Saturday, July 8, 2017

Mrs. Miniver (1942)


☆ ☆ ☆ ½

Mrs. Miniver (1942) – W. Wyler


Melodrama-cum-propaganda piece created by Hollywood but purporting to show the British coping with the onset of World War II.  Wyler was already a masterful director (The Letter, Wuthering Heights, and Jezebel were under his belt with The Best Years of Our Lives, Roman Holiday, and more yet to come).

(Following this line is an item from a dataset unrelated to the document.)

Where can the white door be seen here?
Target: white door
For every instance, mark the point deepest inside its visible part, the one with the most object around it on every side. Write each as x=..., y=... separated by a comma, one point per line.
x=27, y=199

He controls the action well and allows Greer Garson to take an affectionate star turn as the title character, a mum coping with a war that sees her son off to the RAF and her husband (Walter Pidgeon) contributing as a civilian at Dunkirk (not to mention her house and community bombed).  However, this is a fantasyland England where everyone bonds together and gets on with it; Garson’s family is significantly well off (with a maid) – moreover, they simply shrug off the hardships (less “stiff upper lip” and more impossible cheerfulness) until they really can’t.  But as I said this is melodrama and the major subplots involve a romance between the Minivers’ son Vin (Richard Ney) and the granddaughter (Teresa Wright) of the local aristocrat (played curmudgeonly by Dame May Whitty) as well as a flower competition that sees humble Henry Travers taking on Whitty.  Still, there were some tear-jerking moments and the rousing rallying cry, though undercut by the failure to depict the brutality of war in real terms, still comes through.  This won six Oscars (including for Garson, Wright, Wyler, and best picture) after being nominated for 12.